Возвращение в Сокольники - Незнанский Фридрих Евсеевич. Страница 38

Грязнов разошелся в своей фантазии, рисовал новые и новые картинки. Как он попытается договориться с соседкой и купит ей двухкомнатную квартиру, а сам соединит ее две старые комнаты со своими тремя, и тогда действительно будет где по-настоящему разбежаться.

Но при этом он как-то пытливо поглядывал на Турецкого, словно хотел о чем-то спросить, однако не решался, поскольку любые вопросы вытесняли собственные фантазии, от которых он и фонтанировал без передышки.

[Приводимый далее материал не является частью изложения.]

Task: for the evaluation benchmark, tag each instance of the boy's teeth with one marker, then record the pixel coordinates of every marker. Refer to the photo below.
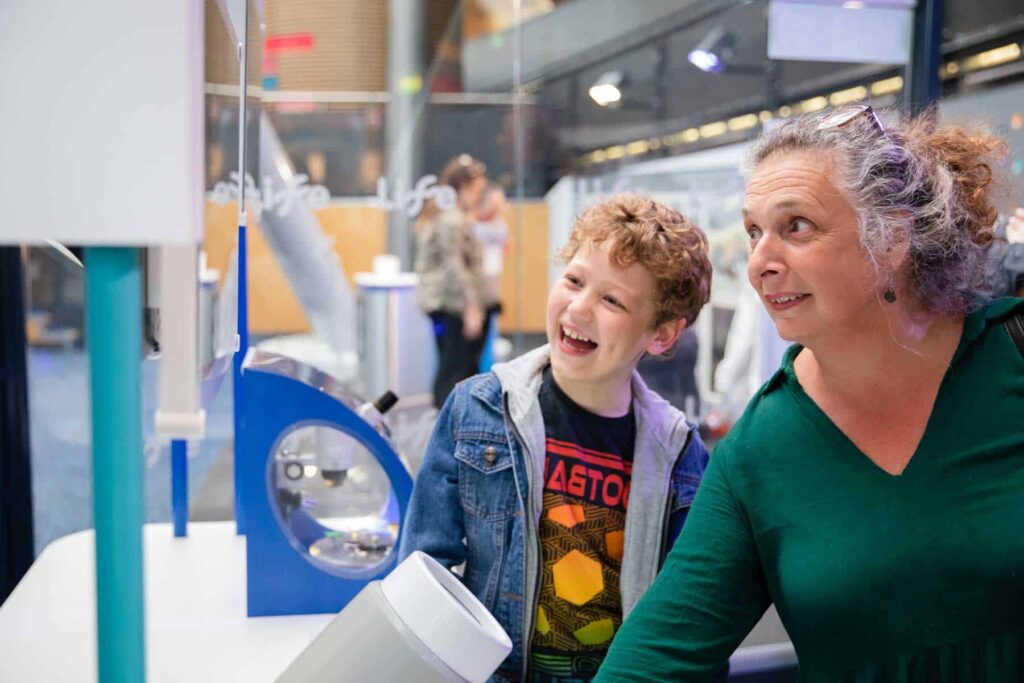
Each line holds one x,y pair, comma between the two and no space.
574,336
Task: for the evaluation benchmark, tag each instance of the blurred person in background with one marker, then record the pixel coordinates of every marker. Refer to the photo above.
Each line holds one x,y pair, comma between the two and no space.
873,488
493,232
450,263
1007,257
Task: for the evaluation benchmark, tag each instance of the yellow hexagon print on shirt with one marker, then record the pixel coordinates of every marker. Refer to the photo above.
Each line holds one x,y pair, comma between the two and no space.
596,633
578,578
567,515
543,626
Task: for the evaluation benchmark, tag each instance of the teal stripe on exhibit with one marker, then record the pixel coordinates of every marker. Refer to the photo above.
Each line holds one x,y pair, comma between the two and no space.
114,333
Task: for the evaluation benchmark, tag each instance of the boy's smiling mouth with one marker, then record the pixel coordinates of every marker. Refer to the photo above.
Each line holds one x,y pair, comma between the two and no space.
573,342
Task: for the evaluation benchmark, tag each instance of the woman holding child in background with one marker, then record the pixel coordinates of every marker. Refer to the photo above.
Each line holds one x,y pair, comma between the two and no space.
873,488
453,287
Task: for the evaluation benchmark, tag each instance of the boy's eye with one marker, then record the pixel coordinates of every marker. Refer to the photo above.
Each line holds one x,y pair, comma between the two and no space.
614,302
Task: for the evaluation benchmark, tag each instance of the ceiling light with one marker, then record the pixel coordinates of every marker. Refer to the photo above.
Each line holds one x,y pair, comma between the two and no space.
606,90
715,50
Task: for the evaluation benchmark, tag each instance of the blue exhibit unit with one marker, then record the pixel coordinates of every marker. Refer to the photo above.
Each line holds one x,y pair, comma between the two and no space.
284,394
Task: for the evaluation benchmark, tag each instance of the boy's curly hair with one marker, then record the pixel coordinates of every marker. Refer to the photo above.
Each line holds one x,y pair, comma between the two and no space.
662,240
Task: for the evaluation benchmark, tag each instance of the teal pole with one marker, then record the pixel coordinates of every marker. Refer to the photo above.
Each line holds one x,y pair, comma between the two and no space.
114,329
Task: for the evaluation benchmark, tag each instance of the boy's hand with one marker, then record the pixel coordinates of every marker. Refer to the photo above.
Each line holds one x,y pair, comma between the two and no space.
472,321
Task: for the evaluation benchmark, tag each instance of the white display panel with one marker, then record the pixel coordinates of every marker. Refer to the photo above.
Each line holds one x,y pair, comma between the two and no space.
101,122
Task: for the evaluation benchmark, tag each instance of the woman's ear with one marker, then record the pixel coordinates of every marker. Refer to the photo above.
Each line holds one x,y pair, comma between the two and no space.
666,336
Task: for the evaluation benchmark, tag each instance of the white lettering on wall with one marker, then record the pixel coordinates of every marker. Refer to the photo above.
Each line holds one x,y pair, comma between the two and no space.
271,198
412,202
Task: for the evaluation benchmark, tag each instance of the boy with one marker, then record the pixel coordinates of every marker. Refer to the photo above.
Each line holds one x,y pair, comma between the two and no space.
558,478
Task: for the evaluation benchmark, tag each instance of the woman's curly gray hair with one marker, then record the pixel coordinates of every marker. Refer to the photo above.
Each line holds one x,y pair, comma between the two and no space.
940,176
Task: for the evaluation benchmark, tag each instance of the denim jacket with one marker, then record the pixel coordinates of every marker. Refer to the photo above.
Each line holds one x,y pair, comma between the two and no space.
481,480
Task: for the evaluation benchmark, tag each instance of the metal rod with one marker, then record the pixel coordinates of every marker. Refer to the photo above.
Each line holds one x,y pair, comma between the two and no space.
114,324
519,163
243,307
243,86
179,486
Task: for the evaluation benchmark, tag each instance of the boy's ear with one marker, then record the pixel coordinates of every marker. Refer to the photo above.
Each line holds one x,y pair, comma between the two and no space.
666,336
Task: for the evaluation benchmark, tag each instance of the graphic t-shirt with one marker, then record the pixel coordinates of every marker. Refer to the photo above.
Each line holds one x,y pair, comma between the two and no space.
587,469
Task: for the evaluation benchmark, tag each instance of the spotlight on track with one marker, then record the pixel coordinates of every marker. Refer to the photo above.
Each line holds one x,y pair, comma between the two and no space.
715,51
607,89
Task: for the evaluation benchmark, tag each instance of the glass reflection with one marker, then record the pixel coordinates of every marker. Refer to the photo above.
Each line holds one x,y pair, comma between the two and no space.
334,501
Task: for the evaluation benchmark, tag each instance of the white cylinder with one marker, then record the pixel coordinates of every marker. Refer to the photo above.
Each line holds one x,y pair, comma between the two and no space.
420,624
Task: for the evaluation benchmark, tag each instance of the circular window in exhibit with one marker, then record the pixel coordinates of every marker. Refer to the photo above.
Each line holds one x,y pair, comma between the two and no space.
334,501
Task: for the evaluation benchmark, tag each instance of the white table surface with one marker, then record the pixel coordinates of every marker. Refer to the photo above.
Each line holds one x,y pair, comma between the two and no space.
197,629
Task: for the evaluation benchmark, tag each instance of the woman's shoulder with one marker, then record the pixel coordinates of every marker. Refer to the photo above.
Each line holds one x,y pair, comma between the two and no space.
767,420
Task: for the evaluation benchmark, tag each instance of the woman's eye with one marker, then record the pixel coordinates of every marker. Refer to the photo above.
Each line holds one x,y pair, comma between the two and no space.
800,225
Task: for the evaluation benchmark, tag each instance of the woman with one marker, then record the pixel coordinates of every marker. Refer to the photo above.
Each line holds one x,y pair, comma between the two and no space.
873,488
452,286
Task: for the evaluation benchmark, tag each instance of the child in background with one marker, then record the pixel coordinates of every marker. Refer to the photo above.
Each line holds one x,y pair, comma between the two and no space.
493,235
558,478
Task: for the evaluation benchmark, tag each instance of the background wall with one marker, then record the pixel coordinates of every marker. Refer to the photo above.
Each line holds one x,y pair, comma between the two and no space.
359,232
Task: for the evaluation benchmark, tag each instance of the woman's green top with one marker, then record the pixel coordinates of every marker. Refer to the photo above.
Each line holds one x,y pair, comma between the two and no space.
877,578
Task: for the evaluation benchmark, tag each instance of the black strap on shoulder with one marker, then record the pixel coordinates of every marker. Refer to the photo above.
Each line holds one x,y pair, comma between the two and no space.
1015,326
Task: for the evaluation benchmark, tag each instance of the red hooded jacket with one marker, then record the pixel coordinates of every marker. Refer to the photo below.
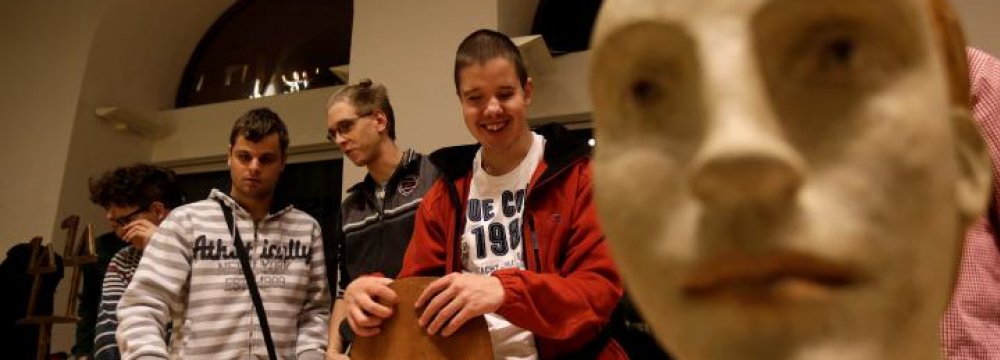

Турецкий устал. И слушать, и поддакивать надоело. Настроение почему-то испортилось. Славка предложил маленько выпить, но Александр отказался: дорога предстояла дальняя.

– Да на кой черт тебе вообще понадобилось мчаться куда-то ни свет ни заря? – не хотел понять его Грязнов. – Плюнь, Саня! Давай завтра отправим твоих, а в пятницу… ну, ты ж сам знаешь, какая у нас в пятницу программа! Напряженнейшая! Надо хорошо подготовиться!

Потом, увидев, что Турецкий просто уже засыпает на ходу, Вячеслав притащил из чулана две раскладушки, пару пледов и предложил, так и быть, ложиться спать. Завтра день тоже трудный!…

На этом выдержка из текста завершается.